Rohrbach Brewing Company
3859 Buffalo Road
Rochester, New York
Visited on April 9, 2008
Hmmmm. It’s been quite some time since I visited Rohrback Brewing. I was travelling to Rochester for a job interview and just had to check out the one and only local brewery, especially since it served German food. It’s a bit outside of town – making for a bit of an expensive cab ride – but it’s well worth the trip. I remember a large, wooden establishment that served up a great plate of German food. I think the sausages were particularly nice. I don’t remember the beer now at all, showing that it wasn’t excellent or terrible. On to the original review.
This brewpub is a good 10 or 15 minute drive out from downtown Rochester. It’s sort of out in the middle of nowhere, so maybe it’s only fitting that it looks like a lodge. The exterior looks like a log cabin and the interior has high ceilings complete with rafters and woodwork. I suppose it’s supposed to resemble an old German beer hall. The décor features German maps and flags, some beer paraphernalia, and a few televisions to top it all off. All in all, a charming little place out of the way, and a decent setting to enjoy a few brews.
I had high hopes for the food because they feature several German plates, and I absolutely love German food when it’s done right. Unfortunately, I was disappointed. I went with the German sampler plate, which featured a couple sausages, sauerkraut, German cold potato salad, and schnitzel. The sausages were the best things on the plate, but I felt I could probably get them about anywhere. The potato salad and sauerkraut weren’t bad, but they were heavily acidic, probably flavored with a lot of mustard, and it was a little too much. The schnitzel didn’t look like any “authentic” schnitzel I’ve ever had, and I’ve had plenty. The mild, weak flavor was completely overshadowed by the rest of the plate. It didn’t even seem to be breaded—just spiced and pan fried. There may be nothing more disappointing to me than mediocre German food, or maybe I just expect too much after the Hofbrau House and the Penn Brewery.

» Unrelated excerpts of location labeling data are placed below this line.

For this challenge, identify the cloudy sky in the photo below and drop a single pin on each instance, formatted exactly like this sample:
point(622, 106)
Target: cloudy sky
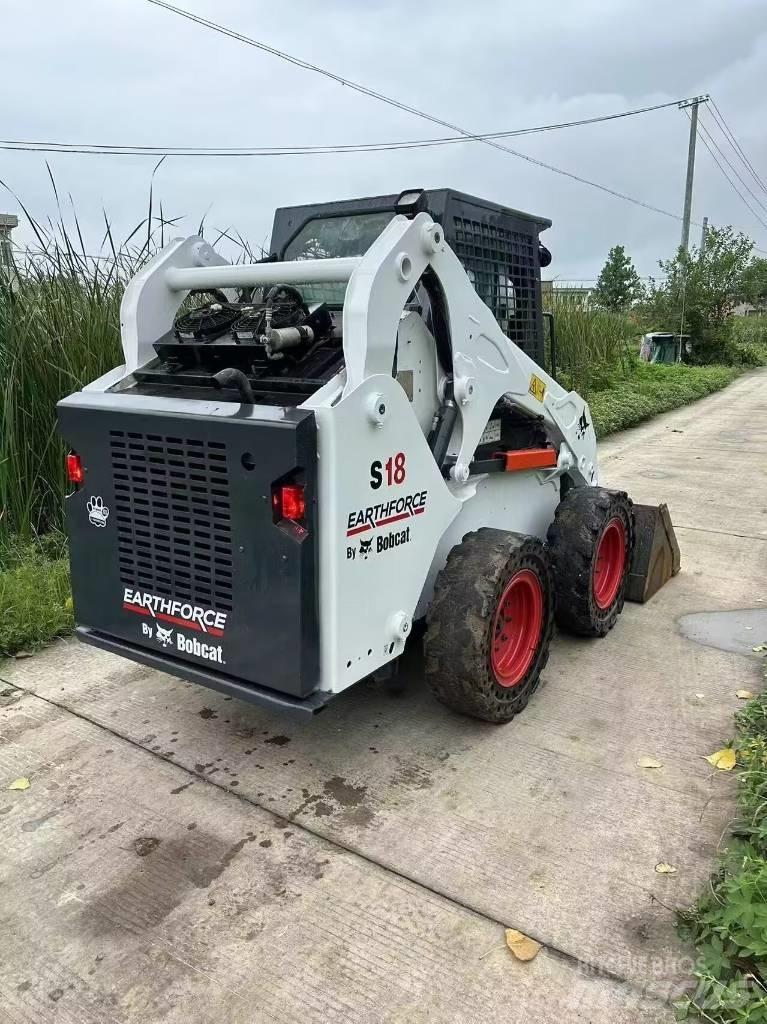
point(126, 72)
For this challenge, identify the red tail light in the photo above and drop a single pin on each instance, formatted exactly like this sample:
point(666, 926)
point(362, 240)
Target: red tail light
point(75, 471)
point(289, 503)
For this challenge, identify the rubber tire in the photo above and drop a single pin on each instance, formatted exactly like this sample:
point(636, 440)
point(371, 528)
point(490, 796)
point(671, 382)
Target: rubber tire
point(457, 645)
point(573, 539)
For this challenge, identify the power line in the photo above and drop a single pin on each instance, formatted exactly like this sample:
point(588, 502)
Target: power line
point(733, 169)
point(736, 145)
point(99, 148)
point(372, 93)
point(726, 175)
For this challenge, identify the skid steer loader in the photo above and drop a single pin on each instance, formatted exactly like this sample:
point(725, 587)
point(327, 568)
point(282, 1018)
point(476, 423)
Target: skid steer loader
point(302, 457)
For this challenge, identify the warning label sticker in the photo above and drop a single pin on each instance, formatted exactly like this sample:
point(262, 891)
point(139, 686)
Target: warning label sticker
point(537, 388)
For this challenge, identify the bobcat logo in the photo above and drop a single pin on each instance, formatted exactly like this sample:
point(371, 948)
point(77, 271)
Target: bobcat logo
point(583, 426)
point(164, 636)
point(97, 511)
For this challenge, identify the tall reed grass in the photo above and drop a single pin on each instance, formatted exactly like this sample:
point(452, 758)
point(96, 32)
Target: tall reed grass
point(595, 347)
point(59, 330)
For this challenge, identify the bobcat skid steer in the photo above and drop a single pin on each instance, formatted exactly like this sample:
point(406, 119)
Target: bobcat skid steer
point(303, 457)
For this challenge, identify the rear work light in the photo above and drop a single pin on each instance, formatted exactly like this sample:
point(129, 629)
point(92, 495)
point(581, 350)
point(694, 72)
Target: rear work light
point(288, 502)
point(75, 471)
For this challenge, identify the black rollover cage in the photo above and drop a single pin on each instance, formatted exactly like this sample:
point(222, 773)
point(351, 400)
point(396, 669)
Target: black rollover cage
point(499, 247)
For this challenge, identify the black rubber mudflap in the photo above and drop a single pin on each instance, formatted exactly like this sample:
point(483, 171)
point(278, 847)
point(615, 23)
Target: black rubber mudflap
point(656, 556)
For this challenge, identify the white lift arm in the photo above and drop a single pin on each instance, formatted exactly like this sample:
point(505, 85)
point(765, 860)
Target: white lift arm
point(485, 364)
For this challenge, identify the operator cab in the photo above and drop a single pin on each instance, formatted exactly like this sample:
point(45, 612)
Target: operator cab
point(279, 345)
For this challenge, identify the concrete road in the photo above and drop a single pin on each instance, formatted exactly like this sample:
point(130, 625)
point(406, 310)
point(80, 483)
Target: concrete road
point(183, 857)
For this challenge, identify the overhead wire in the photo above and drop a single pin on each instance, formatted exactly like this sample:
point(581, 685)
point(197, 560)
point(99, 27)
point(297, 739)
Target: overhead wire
point(701, 126)
point(193, 151)
point(374, 94)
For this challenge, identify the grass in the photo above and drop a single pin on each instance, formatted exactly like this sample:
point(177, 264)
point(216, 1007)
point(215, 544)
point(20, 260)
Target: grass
point(728, 926)
point(35, 603)
point(648, 390)
point(59, 330)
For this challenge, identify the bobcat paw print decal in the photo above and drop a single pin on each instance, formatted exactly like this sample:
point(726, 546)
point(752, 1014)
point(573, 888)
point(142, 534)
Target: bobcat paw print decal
point(97, 511)
point(164, 636)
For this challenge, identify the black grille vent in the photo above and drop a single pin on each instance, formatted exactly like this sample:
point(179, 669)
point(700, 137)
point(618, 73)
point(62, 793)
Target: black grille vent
point(173, 517)
point(503, 267)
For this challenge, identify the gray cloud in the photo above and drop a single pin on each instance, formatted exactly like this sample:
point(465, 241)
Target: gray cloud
point(127, 72)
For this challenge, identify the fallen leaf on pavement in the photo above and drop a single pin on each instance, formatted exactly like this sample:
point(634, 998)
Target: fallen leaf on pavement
point(724, 760)
point(521, 946)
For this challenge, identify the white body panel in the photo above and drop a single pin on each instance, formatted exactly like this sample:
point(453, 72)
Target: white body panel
point(385, 532)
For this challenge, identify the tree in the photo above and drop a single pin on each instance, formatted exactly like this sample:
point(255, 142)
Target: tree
point(755, 283)
point(619, 286)
point(700, 291)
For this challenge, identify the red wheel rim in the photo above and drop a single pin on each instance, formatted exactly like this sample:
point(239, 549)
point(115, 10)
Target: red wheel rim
point(609, 563)
point(516, 628)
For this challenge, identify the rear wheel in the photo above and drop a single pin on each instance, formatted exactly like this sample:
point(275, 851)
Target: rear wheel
point(489, 625)
point(591, 541)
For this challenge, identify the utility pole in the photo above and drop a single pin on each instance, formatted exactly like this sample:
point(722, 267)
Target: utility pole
point(7, 222)
point(704, 235)
point(694, 103)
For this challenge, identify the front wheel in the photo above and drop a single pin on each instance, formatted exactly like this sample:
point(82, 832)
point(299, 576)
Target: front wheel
point(489, 625)
point(591, 542)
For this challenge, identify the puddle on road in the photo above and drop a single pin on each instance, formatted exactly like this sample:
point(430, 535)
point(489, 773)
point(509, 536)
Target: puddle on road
point(736, 631)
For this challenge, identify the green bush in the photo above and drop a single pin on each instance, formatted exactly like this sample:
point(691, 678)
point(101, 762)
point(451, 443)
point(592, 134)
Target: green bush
point(652, 389)
point(728, 926)
point(594, 346)
point(35, 602)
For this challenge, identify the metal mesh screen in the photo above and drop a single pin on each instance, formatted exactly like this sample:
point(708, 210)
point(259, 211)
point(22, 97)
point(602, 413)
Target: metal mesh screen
point(503, 266)
point(173, 517)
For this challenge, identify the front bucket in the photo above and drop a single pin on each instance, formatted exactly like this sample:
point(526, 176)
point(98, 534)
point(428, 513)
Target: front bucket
point(655, 557)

The beer was by far the strongest part of the establishment. They provided three beers that would be palatable to just about anybody—an amber, a blueberry and an American lager. The amber was actually probably the most common of the two, since the American was actually sweet, flavorful, and was probably what the common American-style lager should taste like, but doesn’t. The blueberry was a bit strong on the fruit for my tastes, but would be good for someone who doesn’t like beer. The porter was a little thicker than I’m used to for a porter, and a little bland, which I would think would put-off both dark beer haters and dark beer lovers. The Pale Ale was extremely hoppy, a little much for my tastes, but probably perfect for others. My two favorites were by far the Irish Ale (seasonal) and the Scotch Ale (regular). Both were very, very good, and in fact, both were available at the barbecue place I ate at the next day downtown, and for good reason. I would actually drink the Irish over a Smithwicks or Murphys.